I have a text file called file.txt which has a list of file as shown below that i need to find and copy to a particular location.
FILENAMES
skter.pdf
abcdf.sas
tereen.lst
abc12.txt
i am using following code and it never works however i try it.
cat file.txt | while read FILENAME;do find . -name "$FILENAME" -type f -print -exec cp '{}' /testdir /; done;
Also point to consider while doing this is there is possibility of have 1 file in many directory in that case need to copy them to target folder like file1 file2
Dear Otheus,
Thank you for your quik, solution but still it does not work and the code dose not seem complete when i execute them. it expects something more not quite sure what.
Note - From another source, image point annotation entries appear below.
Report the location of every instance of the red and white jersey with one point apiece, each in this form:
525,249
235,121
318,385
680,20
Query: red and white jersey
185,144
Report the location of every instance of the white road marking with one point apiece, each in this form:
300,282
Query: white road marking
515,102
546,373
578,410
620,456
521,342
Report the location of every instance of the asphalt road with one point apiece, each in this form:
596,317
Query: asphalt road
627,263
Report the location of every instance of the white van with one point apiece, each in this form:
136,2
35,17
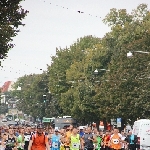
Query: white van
141,128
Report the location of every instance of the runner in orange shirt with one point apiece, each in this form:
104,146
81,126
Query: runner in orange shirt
39,141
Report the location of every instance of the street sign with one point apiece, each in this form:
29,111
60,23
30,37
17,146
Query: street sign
118,122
I was missing "done" in my code. I Corrected the post. But Scrutinizer's post is also correct and more efficient. Both commands will fail, by the way, if there are too many files and the command line is too long. In that case you'd use xargs with my solution:
tar cf $BACKUP
cat file.txt | while read FILENAME;do find . -name "$FILENAME" -type f -print;done |
{ read onefile; tar cf $BACKUP $onefile; xargs -r tar rf $BACKUP ; }
xargs tries to fill the command line with as many parameters as possible, invoking "tar rf $BACKUP " as a prefix to each command. If there are too many command-line parameters, it runs another invocation of the "tar rf $BACKUP" command with the rest of the parameters. The "r" option of tar adds to an existing tar file, so we first have to create it using the first file on the list. So we "read onefile" to get the first filename from the find operation. We then create the archive file using $onefile as the only argument. Now xargs can do its job properly.